IPK researchers used deep learning to predict how DNA switches help control plant traits, from flowering time to heat stress response.
When people talk about the genome, they often think first of genes. But genes alone do not explain why plants grow differently or respond in different ways to environmental signals. DNA also contains many sections that act as switches or regulators. Among the most important of these regulatory elements are transcription factors, which bind to DNA and determine when a gene becomes active and how strongly it is expressed.
Looking Beyond the Genes
One way to picture this is to think of a house. The genes are the rooms, while the regulatory regions are the light switches, thermostats and fuse boxes. To understand how the house works, you need to know not only where the rooms are, but also how the wiring behind the walls is connected.
The IPK team set out to map that wiring using the vast data resources available for Arabidopsis thaliana, often considered the “lab rat” of plant science.
Training AI to Read Regulatory Patterns
To do this, the researchers trained a deep learning model on hundreds of experimental DNA-binding datasets, teaching it to recognize the binding patterns of 46 transcription factor families at once.
Unlike previous methods, which typically required a separate model for each factor and often struggled to work across an entire genome, this “multi-label” design allows the model to analyze many factors simultaneously. The team then tested whether it could correctly locate previously unseen binding sites and uncover new regulatory relationships, according to a press release.
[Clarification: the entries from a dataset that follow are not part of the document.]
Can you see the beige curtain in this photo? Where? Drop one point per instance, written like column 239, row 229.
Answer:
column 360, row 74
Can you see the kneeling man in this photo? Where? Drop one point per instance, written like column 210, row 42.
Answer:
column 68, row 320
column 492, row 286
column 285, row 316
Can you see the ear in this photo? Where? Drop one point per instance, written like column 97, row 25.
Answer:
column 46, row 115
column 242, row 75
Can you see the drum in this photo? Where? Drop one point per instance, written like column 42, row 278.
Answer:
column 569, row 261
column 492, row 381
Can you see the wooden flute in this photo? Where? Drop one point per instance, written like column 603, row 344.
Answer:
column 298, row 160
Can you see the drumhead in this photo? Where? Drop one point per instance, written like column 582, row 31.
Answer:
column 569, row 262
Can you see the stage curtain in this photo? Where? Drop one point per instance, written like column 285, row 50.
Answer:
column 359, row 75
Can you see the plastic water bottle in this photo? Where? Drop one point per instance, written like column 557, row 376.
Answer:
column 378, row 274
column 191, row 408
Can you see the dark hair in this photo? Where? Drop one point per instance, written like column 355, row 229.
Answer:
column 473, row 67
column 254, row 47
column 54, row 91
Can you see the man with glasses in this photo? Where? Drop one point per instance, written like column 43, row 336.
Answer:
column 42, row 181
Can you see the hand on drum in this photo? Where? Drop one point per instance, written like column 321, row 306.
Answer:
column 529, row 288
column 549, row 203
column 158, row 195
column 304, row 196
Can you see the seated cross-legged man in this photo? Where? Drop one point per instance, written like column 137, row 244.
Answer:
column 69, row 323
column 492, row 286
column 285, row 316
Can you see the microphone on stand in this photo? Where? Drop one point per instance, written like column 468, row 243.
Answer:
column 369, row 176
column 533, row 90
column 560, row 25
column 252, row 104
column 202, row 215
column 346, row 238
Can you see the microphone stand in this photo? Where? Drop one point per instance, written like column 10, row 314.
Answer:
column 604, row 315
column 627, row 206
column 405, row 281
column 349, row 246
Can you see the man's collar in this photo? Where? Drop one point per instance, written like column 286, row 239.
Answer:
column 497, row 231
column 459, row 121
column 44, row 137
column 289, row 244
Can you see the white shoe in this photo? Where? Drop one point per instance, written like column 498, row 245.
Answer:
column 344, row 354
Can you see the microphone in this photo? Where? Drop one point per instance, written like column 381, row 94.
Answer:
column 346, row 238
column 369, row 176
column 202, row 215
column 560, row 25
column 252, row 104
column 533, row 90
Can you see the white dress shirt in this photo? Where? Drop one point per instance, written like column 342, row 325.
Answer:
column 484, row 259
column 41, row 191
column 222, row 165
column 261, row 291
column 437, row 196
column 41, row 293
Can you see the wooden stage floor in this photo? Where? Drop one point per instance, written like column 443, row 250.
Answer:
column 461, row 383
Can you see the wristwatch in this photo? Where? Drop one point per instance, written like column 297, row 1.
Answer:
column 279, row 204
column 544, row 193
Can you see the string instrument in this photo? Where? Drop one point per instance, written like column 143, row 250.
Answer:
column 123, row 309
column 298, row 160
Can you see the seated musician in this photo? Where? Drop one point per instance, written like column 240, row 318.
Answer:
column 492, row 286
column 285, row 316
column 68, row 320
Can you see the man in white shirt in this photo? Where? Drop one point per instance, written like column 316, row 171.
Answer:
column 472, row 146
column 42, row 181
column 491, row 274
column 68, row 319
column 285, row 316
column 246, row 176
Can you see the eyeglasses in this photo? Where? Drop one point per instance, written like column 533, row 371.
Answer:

“Our results indicate that transcription factors don’t simply read isolated DNA motifs. What matters is the surrounding sequence and the way these signals are arranged together,” says Fritz Forbang Peleke, first author of the study.
The analogy is language: individual words carry little meaning until their order and context form a sentence. In DNA, too, function emerges from how regulatory elements combine — a kind of regulatory grammar — rather than from single building blocks alone.
Thousands of Genes, 14 Regulatory Patterns
Using these predicted binding patterns, the model sorted Arabidopsis genes into groups based on how they are likely regulated. Thousands of genes fell into just 14 broad regulatory clusters, several of which aligned with shared biological functions and coordinated gene activity.
“Plants carry thousands of genes, yet many of their functions appear to arise from a surprisingly small set of recurring regulatory patterns,” Peleke says.
Connecting DNA Variants to Plant Traits
The team also examined more than 7,000 DNA variants previously linked in genome-wide studies to traits such as flowering time, disease resistance and seedling growth. About one in five of these variants was predicted to alter transcription factor binding.
“We can now estimate how a single change in a regulatory stretch of DNA alters gene activity and, in turn, an important plant trait,” explains Dr. Jędrzej Szymański, head of the Network Analysis and Modelling research group at the IPK and of the Omics Data research group at the Forschungszentrum Jülich. “This gives researchers a way to move from a statistical association to a plausible molecular mechanism.”
One example involving flowering time was especially telling. The model predicted that a single base change in a regulatory region would simultaneously affect the binding of several transcription factors — the kind of change that can nudge a plant to flower earlier or later. The prediction was then confirmed experimentally using a high-throughput reporter assay.
From Arabidopsis to Maize
Although the model was trained only on Arabidopsis, it could also be applied to maize, a distantly related crop. In maize, the model helped identify which transcription factors respond to heat stress.
Known heat-stress regulators, including heat shock factors, emerged as especially important, showing how the approach could support crop research in species where binding data remain limited.